The three types of technofixes are: the transformational, the relocational and the delaying techno-fix. LeCain describes that engineers and mining companies viewed the use of any of these techno-fixes as an effective solution to the environmental problems. But he also mentions that: all three types of techno-fixes ultimately resulted in other environmental problems (LeCain, 139).
His argument is that technological fixes have produced huge amounts of dangerous chemicals and smelter managers used techno-fixes like sulfuric acid plants to preserve rather than abandon, their industrial system (LeCain, 150). The second case study about the arsenic pollution problem in Anaconda shows us that transforming, relocating and delaying effects of arsenic smelter smoke allowed farmers and the Anaconda Company to continue to work in the valley for more than half of a century (LeCain, 149). They simply avoided the environmental dangers and the problems and failures of these techno-fixes came later to future generations.

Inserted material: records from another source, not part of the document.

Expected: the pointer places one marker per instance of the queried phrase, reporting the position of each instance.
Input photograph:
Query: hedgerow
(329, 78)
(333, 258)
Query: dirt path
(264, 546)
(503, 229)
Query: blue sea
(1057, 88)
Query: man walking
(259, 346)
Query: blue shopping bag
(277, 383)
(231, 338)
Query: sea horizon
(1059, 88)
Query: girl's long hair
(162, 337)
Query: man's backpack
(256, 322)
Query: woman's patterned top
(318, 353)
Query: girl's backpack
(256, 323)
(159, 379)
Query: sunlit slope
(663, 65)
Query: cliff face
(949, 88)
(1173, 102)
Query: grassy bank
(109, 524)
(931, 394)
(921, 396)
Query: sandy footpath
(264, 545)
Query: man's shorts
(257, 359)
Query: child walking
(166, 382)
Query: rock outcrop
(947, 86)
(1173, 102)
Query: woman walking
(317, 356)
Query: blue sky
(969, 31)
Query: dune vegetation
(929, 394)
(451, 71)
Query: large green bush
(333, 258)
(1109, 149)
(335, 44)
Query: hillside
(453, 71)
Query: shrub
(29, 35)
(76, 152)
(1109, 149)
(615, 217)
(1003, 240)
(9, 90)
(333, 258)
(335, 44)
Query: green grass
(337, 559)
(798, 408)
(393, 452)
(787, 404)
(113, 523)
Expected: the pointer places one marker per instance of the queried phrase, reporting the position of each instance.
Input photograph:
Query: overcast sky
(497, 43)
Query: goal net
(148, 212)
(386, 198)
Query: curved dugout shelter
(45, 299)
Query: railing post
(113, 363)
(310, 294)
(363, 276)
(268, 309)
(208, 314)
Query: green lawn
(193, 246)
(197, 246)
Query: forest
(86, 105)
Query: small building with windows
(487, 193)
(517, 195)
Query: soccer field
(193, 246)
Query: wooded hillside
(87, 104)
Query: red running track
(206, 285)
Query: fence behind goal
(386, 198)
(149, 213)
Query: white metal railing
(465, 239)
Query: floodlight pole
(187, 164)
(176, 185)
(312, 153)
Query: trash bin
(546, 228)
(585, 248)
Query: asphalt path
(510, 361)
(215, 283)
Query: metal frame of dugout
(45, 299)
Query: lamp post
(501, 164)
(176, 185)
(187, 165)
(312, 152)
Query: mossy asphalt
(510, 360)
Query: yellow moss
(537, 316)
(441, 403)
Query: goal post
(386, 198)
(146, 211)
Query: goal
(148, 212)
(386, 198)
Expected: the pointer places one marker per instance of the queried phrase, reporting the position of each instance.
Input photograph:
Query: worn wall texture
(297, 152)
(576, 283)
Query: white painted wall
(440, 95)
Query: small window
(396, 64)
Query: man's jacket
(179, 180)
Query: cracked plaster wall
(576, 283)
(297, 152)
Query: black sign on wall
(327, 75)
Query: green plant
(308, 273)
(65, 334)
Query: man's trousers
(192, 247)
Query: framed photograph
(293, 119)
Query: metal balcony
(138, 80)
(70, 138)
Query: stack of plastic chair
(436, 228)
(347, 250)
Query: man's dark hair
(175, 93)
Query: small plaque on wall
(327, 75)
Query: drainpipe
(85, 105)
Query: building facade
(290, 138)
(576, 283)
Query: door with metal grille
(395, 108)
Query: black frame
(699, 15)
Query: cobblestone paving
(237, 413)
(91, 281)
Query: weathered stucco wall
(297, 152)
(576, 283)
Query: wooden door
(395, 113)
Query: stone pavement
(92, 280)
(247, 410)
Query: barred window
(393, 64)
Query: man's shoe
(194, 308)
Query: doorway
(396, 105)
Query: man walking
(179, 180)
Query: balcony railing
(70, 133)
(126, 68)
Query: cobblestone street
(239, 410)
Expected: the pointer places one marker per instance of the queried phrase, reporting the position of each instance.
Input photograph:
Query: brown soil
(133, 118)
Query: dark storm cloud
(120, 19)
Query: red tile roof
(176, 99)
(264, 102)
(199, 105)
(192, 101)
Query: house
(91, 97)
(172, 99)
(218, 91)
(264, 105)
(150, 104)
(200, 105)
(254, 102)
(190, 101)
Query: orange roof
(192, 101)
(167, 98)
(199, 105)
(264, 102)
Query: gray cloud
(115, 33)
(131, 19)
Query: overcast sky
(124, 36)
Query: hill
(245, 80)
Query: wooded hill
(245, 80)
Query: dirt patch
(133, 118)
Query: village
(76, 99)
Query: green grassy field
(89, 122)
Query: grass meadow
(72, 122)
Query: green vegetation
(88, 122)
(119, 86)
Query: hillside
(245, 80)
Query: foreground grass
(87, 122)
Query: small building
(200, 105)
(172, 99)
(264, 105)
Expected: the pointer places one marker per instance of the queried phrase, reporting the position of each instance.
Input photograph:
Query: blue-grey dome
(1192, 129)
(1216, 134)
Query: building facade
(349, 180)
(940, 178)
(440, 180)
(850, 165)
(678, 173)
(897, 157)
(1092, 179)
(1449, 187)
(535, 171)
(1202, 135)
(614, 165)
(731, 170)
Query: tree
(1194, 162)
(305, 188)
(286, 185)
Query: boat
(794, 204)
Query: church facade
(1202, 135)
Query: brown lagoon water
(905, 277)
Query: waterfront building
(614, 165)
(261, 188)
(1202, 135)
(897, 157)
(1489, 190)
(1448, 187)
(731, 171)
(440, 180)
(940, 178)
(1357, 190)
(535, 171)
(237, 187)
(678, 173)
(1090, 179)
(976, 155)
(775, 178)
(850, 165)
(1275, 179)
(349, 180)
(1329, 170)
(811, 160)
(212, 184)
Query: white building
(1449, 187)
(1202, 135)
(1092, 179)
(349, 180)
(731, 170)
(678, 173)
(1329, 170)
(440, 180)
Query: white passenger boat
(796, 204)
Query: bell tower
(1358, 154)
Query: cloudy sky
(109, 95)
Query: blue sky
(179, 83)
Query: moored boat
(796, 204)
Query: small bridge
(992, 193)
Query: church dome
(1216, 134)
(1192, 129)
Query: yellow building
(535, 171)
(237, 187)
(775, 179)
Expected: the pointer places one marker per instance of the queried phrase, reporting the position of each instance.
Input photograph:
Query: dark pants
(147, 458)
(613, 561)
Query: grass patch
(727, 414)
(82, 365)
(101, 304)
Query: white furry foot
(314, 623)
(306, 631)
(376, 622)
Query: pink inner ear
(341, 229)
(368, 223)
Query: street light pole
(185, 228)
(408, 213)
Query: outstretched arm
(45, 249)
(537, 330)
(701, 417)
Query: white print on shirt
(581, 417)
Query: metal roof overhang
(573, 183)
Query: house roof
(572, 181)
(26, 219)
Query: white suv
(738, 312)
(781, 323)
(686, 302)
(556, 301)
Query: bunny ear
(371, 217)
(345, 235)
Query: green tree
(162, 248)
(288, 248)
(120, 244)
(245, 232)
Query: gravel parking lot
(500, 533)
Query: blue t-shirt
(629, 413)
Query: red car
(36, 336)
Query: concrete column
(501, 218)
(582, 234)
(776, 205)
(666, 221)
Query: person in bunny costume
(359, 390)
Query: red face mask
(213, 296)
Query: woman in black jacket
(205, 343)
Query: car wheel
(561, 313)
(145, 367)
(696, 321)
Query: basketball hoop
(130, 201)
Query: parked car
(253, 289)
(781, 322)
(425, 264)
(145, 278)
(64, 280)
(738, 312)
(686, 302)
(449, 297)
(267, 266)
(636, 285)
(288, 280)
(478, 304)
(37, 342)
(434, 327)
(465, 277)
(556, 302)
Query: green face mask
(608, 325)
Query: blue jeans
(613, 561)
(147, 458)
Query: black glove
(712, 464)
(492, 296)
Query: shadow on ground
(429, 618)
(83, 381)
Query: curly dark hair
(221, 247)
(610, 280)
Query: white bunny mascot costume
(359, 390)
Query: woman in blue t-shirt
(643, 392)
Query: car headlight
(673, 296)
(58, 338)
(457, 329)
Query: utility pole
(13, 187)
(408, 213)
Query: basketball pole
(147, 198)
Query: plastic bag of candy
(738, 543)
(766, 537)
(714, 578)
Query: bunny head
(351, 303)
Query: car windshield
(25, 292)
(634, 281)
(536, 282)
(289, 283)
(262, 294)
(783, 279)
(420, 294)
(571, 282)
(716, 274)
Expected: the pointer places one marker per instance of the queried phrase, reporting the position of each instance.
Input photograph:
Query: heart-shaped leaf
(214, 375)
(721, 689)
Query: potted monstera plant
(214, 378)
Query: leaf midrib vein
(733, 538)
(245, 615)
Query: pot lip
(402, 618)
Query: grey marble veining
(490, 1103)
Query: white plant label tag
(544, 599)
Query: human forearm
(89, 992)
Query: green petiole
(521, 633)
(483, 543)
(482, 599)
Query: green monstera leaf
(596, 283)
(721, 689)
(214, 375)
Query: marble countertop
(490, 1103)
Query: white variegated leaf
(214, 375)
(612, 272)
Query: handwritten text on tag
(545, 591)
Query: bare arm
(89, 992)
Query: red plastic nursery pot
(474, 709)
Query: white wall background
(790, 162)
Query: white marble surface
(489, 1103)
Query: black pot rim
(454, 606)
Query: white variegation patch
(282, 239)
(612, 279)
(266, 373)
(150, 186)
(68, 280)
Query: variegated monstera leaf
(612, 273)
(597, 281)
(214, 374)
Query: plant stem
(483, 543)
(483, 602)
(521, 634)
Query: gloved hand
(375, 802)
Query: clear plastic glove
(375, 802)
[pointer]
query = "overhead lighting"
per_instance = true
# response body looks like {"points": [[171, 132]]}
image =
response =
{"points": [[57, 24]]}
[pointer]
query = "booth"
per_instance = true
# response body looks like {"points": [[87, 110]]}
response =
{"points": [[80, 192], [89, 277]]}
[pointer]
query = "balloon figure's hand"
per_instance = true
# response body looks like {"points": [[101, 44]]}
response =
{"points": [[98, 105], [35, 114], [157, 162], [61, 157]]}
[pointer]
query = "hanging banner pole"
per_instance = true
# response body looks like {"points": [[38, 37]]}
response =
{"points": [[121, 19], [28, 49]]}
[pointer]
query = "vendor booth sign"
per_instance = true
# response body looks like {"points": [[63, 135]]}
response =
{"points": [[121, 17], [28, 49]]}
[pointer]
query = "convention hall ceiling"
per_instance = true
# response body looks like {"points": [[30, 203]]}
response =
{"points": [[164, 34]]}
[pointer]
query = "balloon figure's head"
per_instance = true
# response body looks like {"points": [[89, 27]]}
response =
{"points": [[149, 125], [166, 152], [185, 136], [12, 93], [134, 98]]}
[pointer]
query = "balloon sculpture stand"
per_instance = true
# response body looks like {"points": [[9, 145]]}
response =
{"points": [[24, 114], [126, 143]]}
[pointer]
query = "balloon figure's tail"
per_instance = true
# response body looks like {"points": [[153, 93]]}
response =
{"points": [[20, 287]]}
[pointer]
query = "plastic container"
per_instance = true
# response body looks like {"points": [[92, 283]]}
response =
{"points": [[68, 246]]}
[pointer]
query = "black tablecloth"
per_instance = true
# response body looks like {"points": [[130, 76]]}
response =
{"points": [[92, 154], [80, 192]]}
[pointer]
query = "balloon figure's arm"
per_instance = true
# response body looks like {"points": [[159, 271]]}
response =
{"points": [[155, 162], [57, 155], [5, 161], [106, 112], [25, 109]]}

Mining produces waste and as we’ve learned, it harms the environment. On the other hand, it is hard to imagine a world without copper. We rely on copper for power, water supply, lighting etc. As LeCain mentions: simply avoiding certain ores or not mining and smelting at all may not have been a realistic option. (LeCain, 151). I agree with him at this point, because even though it causes environmental damage, the mining engineers and scientists have tried to solve some problems with techno-fixes, but we must admit that these only help a tiny tiny bit.